Morris volvió a su asiento y el indio le siguió, llevando una pequeña estufa eléctrica con un largo cordón, pero no lo bastante largo para llegar hasta donde se sentaba. La estufa brillaba tenuemente en medio de la semioscuridad violeta a unos metros de él. Morris se puso el gorro y los guantes, se abrochó el abrigo y encendió un nuevo cigarro, decidido a esperar. Había cometido un terrible error, pero no pensaba reconocerlo, de manera que se puso a fumar con la vista fija en el escenario, golpeándose las extremidades de vez en cuando para mantener la circulación de la sangre.

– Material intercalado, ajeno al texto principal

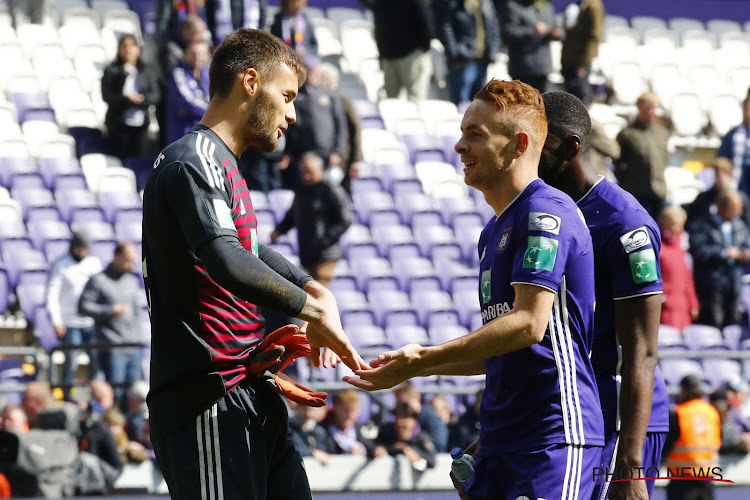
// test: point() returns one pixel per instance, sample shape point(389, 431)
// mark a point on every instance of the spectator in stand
point(187, 91)
point(320, 127)
point(403, 31)
point(470, 32)
point(308, 434)
point(36, 397)
point(321, 213)
point(341, 424)
point(111, 298)
point(581, 45)
point(352, 154)
point(193, 29)
point(403, 437)
point(719, 246)
point(644, 157)
point(528, 28)
point(735, 430)
point(68, 275)
point(705, 203)
point(428, 420)
point(680, 303)
point(292, 25)
point(736, 146)
point(129, 87)
point(13, 419)
point(466, 430)
point(603, 150)
point(136, 410)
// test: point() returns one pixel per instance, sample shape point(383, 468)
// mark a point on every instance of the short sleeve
point(632, 252)
point(546, 236)
point(201, 209)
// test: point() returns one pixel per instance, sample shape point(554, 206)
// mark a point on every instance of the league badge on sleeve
point(643, 266)
point(540, 253)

Mientras tanto, Philip Swallow, mentalizado para sentirse decepcionado, estafado, frustrado y, finalmente, aburrido (pues, ¿no dice la sabiduría convencional, respecto del erotismo comercializado, que es una falsedad y un aburrimiento?), descubrió que no se sentía aburrido, sino extasiado y contento, sentado ante un gintonic (realmente caro, un dólar cincuenta, pero en verdad que no había extras), mientras una de las tres hermosas chicas bailaba, completamente desnuda, a menos de tres metros de sus narices. No sólo las tres eran hermosas, sino también inesperadamente normales y de aspecto inteligente; no tenían ningún parecido con las mujeres marchitas, embrutecidas y descaradas que había esperado encontrar allí, de manera que casi se podía imaginar que hacían aquello, más que por dinero, por diversión: que lo hacían porque les gustaba muchísimo mover los pies y las caderas al ritmo de la música pop y se les había ocurrido que, al tiempo que danzaban, podían desnudarse para proporcionar un inocente placer a quienes las contemplaban. Eran tres, y mientras una bailaba, otra servía bebidas y la tercera descansaba. Llevaban minúsculas braguitas y camisetas como las de los recién nacidos, que se quitaban y ponían púdicamente, con toda naturalidad, a la vista de la clientela del bar, porque no había dónde cambiarse en el pequeño local. Allí había desnudez, pero no morbosidad. Se daban unas a otras ligeras palmadas en los hombros cuando se turnaban, con la considerada camaradería del equipo de relevos de un colegio de monjas. Nada podía ser menos sórdido.